Il cortometraggio Paper Plane, firmato da Saoirse Ronan, è stato presentato alla Mostra del Cinema di Venezia nella sezione Orizzonti Corti Fuori Concorso. L’anteprima è arrivata giovedì 10 settembre 2026, nell’ambito dell’83ª edizione del festival. Per l’attrice irlandese questo passaggio segna l’esordio dietro la macchina da presa. Un debutto in forma breve, ma con un impianto narrativo definito.
La trama
Il film segue una giovane che sceglie il silenzio come spazio di difesa e rifiuta di rientrare a casa finché la figura del padre non smette di incombere. La madre, di fronte a un bivio concreto, deve decidere se inseguire la figlia o accettare la distanza. Da qui prende corpo una dinamica familiare che si muove fra tutela, ferita e ricerca di vicinanza. Inoltre, l’aeroplanino di carta ricorre come segno visivo: un oggetto minimo che diventa traccia di un’infanzia trattenuta e, insieme, tentativo di contatto. Non è un simbolo ad effetto, ma il filo che prova a riannodare due persone che si vogliono bene e non trovano ancora un punto d’incontro.

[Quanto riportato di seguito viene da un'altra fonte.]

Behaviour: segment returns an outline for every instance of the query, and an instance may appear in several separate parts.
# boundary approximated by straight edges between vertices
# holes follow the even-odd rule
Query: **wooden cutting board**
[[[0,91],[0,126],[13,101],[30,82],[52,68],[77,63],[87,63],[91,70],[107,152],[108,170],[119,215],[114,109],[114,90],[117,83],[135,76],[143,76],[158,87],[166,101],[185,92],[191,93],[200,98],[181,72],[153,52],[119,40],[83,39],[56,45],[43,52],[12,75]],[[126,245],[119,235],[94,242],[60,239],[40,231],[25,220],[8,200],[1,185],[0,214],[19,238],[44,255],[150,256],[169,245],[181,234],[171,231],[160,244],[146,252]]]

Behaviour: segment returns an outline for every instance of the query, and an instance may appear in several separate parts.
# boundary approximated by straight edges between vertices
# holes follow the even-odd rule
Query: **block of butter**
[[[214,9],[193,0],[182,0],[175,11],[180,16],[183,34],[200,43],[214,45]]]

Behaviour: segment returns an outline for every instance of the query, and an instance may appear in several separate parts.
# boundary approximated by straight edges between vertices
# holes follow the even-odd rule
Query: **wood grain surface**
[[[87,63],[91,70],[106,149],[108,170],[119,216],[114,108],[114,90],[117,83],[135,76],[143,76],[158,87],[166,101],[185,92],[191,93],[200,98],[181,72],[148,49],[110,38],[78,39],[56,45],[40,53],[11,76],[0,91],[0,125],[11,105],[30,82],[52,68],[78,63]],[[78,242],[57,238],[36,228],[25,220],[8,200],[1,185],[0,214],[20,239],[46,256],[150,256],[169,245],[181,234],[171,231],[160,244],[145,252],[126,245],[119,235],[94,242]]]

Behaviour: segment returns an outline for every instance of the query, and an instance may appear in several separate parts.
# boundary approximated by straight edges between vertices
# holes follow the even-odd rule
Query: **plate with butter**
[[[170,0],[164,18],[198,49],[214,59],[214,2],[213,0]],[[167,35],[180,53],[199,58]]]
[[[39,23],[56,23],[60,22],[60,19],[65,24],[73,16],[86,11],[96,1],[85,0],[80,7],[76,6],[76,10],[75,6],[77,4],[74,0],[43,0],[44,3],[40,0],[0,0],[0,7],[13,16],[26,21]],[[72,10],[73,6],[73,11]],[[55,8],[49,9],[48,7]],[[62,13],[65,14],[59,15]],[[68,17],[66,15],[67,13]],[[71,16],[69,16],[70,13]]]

Il debutto alla regia e il commento della regista
Il progetto rappresenta il debutto alla regia di Ronan e nasce, per sua stessa ammissione, dall’urgenza di indagare “in che modo una mente giovane prova a comprendere ciò che sfugge al controllo; come l’amore si manifesti nel dolore e come scatti l’istinto di proteggersi quando si è cresciuti guardando una persona amata lottare per imparare ad amare se stessa e gli altri in modo sano”. Al tempo stesso, la regista ha definito Paper Plane “una lettera d’amore a una versione più giovane di me stessa e a una versione più giovane di mia madre”. Il motivo dell’aeroplanino, ha spiegato, non è un semplice artificio: è la chiave che regge il tono emotivo del racconto. In questa cornice, la scelta del formato corto serve a concentrare la storia su pochi gesti e su una relazione che resta al centro in ogni scena.
Il percorso professionale e il ritorno a Venezia
La partecipazione alla Mostra segna il ritorno di Ronan a Venezia dopo la prima passerella nel 2007 con Espiazione. Più nel dettaglio, il suo percorso comprende esordi televisivi nei primi anni 2000 e un susseguirsi di interpretazioni cinematografiche: da Ember – Il mistero della città di luce ad Amabili resti, da Hanna a The Grand Budapest Hotel, fino a Brooklyn e Lady Bird. Non solo titoli noti, ma anche riconoscimenti e candidature che hanno consolidato la sua reputazione di interprete prima dell’apertura al ruolo di regista. Il nuovo passo si inserisce così in una traiettoria già riconoscibile.
La proiezione di Paper Plane è avvenuta nella nona giornata della Mostra e figura nel programma di Orizzonti Corti Fuori Concorso.